Quise extender mi mano hacia él, pero mis brazos pesaban toneladas y me resultaba imposible moverlos. «Mi pobre cuerpo ya no puede más», pensé. No advertí cómo se aflojaban mi vejiga y mi intestino, pero llegué a percibir el calor entre las piernas. Mi última mirada fue para el chico, que había logrado, al fin, mantener el equilibrio y salía corriendo y dando alaridos con los pies cubiertos por mi sangre, con la que dejaba por el suelo carcomido del hostal tampones indelebles con los restos de mi vida.
Entonces morí.
Tuve conciencia del preciso instante del descarnamiento, porque una ola de supremo amor estalló en mi interior liberándome del dolor y de la carga de mi cuerpo agonizante. Ese impulso me ayudó a incorporarme y a salir de aquel charco de caramelo líquido que había sido mi carne. Retrocedí para poder verlo mejor; era tan frágil y embrionario que producía una inmensa aflicción verlo tirado, roto y desvalido. Su visión me partió el corazón, y las lágrimas que vertí por él contribuyeron a disipar mi pena, aclarándome los ojos nuevos. Entonces me sentí libre y agradecida por mis huesos, mi vientre vacío y mi carne magullada tantas veces.
Llena de ternura, me incliné hacia mi cuerpo y quise devolverle el abrazo cálido que él me dio durante años, pero retrocedí. Sabía que ya no podría tocarlo.
Suspiré mirando a mi alrededor. Mi compañero de cama venía corriendo por el pasillo trayendo a rastras a una de las putas, legañosa y sin dentadura, que avanzaba a trompicones intentando ponerse una bata anaranjada.

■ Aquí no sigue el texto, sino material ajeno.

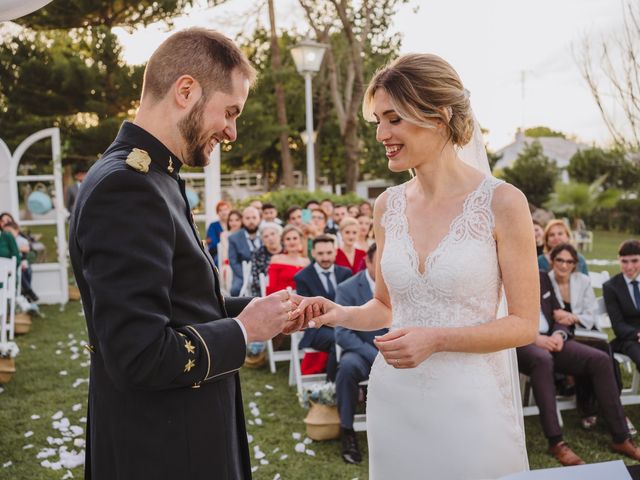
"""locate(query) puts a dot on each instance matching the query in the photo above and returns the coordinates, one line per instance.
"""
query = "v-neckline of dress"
(443, 241)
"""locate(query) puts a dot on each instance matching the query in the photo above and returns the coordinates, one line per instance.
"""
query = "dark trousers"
(352, 370)
(324, 340)
(629, 348)
(574, 359)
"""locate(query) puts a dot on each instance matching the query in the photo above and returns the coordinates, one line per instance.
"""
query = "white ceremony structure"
(50, 280)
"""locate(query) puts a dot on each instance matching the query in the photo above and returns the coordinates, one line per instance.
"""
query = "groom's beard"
(190, 128)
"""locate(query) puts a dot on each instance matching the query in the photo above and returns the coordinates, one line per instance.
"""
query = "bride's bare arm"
(376, 313)
(406, 348)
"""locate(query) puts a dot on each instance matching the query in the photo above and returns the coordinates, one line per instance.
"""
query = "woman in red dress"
(284, 266)
(348, 255)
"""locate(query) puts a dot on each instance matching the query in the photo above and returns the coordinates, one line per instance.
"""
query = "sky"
(493, 44)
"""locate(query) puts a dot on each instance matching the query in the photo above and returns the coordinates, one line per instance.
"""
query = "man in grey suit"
(242, 244)
(358, 355)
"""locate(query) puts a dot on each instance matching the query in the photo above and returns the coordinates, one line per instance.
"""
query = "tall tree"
(281, 108)
(613, 77)
(357, 35)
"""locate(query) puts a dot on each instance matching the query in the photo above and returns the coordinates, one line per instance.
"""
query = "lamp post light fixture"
(307, 56)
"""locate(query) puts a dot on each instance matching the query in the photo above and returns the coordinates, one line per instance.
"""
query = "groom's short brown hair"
(206, 55)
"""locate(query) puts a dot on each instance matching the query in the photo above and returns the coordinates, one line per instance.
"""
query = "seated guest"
(241, 245)
(556, 233)
(555, 350)
(622, 298)
(348, 255)
(294, 216)
(358, 354)
(215, 230)
(25, 266)
(321, 279)
(538, 233)
(270, 234)
(578, 307)
(285, 265)
(270, 214)
(365, 232)
(327, 206)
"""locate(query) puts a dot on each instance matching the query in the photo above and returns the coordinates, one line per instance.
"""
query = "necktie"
(636, 293)
(331, 292)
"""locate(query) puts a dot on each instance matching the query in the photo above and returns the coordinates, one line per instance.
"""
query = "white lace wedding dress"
(455, 416)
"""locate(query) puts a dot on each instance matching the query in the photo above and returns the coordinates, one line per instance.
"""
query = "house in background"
(556, 148)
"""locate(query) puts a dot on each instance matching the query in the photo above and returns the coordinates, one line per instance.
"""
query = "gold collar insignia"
(139, 160)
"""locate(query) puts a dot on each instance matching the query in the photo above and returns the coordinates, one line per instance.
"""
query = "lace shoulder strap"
(392, 217)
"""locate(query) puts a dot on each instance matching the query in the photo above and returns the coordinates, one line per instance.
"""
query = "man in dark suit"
(555, 350)
(164, 395)
(622, 298)
(358, 354)
(242, 244)
(320, 279)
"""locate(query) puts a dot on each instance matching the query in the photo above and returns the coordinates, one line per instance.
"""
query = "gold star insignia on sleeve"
(190, 364)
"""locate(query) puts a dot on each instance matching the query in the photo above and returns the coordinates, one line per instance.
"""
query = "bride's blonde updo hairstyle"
(424, 88)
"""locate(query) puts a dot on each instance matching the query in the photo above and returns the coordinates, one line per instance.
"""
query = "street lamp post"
(307, 56)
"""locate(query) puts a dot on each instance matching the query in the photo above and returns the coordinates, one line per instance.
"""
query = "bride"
(443, 398)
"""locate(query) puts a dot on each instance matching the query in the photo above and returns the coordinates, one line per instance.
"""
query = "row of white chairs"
(9, 278)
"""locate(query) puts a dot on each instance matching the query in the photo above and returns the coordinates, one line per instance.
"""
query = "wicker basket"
(323, 422)
(23, 323)
(7, 369)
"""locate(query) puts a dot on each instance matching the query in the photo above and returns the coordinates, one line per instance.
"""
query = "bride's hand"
(318, 311)
(407, 347)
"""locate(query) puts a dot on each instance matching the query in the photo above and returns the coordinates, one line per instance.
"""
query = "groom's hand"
(265, 317)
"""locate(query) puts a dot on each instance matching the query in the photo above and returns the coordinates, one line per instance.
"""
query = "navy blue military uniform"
(164, 395)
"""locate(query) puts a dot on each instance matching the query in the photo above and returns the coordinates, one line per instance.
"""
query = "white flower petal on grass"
(46, 452)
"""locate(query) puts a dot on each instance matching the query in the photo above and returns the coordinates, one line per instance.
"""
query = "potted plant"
(8, 352)
(323, 421)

Los seguían las adolescentes en tanga y camiseta de tirantes y por la escalera subía el anciano insomne y uno de los viejos hosteleros, con la peluca mal puesta sobre el cráneo pelado, y visiblemente molesto por tener que salir de la cama. En ese instante, mientras añoraba mi cuerpo maltrecho y veía a los siniestros huéspedes de Los Rosales acercarse a mi habitación, supe que debía partir, que tenía que salir de allí. Poco importó hacia dónde, porque en respuesta a mis dudas comencé a elevarme sobre la estancia, y el caramelo líquido que me cubría comenzó a estirarse formando frágiles latiguillos pegajosos que me sujetaban por los tobillos, por los codos y las muñecas, partían de mi frente y de mi barbilla y continuaron afinándose a medida que me alejaba elevándome sobre mi cuerpo.